How it came about that Captain Gorham knew the French cockswain was simple. Although the Captain was an American born and raised, only a few years previous to the outbreak of the war he had done a little smuggling on his own account between Dunquerque and the coast of England. So what appeared at first to be most mysterious is really simple when we come to look at it.

But now to tell of what we did. It had been Captain Gorham's intention, I take it, to run into Dunquerque Harbor, but owing to the representations of Pierre Burron, who stated that he might never leave it if we did so, this idea was given up; and keeping the lead going, we took the wind on our quarter, and made off to the southward, the Captain promising to put the little Frenchman on board the first vessel hound for his country, and pay him well for his services.

While we had been coming about, I, to show my willingness, had hauled lustily on the mainsheet and pitched in with the crew, and as soon as everything was going well, Plummer and I sat down against the bowsprit and began to spin our respective yarns. Of course there was much to tell. Mine is known already, and Plummer's was but the recounting of the most unusual good luck that had ever attended the career of a cruiser in any service, I suppose.

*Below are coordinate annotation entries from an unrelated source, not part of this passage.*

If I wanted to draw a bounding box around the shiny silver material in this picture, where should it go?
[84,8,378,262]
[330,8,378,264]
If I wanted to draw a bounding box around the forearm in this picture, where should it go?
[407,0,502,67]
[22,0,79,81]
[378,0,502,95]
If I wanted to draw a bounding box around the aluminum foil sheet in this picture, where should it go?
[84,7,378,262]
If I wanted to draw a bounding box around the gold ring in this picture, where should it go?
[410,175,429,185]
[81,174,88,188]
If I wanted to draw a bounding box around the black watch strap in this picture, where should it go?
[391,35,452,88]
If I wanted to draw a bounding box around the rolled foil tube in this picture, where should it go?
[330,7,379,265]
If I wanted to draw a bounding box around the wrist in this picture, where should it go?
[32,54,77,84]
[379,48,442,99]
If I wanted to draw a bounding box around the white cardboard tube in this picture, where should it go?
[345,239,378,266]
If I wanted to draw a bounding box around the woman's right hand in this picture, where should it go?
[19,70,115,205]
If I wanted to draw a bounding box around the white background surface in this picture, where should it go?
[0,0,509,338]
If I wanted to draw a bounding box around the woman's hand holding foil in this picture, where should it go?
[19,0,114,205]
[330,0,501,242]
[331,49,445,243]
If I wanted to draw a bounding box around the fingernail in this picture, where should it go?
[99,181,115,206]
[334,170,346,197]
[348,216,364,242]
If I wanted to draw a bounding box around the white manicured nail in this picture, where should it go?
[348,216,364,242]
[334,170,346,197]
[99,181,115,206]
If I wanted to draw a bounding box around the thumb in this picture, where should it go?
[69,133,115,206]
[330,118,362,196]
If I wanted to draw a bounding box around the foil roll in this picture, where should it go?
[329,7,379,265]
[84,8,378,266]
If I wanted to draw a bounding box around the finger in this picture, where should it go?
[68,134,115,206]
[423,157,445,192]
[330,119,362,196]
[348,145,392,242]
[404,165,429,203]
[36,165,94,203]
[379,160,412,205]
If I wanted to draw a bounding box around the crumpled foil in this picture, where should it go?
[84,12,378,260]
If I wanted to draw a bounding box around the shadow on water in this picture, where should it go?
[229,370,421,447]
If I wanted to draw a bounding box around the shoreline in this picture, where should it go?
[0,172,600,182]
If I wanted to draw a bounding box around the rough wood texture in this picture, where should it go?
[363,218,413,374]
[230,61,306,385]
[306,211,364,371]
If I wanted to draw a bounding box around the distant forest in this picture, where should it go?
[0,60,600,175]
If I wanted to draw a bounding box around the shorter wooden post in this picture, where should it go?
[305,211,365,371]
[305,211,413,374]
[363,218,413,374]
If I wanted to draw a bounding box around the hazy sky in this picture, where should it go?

It seems that finding the Young Eagle had sailed before he expected she would be ready, Plummer had delayed a long time before he had found a berth to suit his fancy, and then he had shipped in the Yankee from New Bedford. From the day of their sailing they had had fair winds and good fortune, capturing two English vessels off the American coast, laden with supplies for the English army in Canada, two more on the high seas, and three, of all places in the world but almost under the nose of the British Admiralty, at the entrance to their own private Channel. In all these encounters they had lost but two men killed and three slightly wounded.

The manning of so many prizes had reduced the crew of one hundred and twenty men to twenty-six all told. Being a fore-and-aft vessel, this was more than sufficient to run her properly, and, although it was considered foolhardiness in the forecastle, old Smiley, or Smiler, as they called Gorham, had determined to make one more attempt before he started for the States. Besides, the necessity of speaking some vessel and securing a compass had now become imperative.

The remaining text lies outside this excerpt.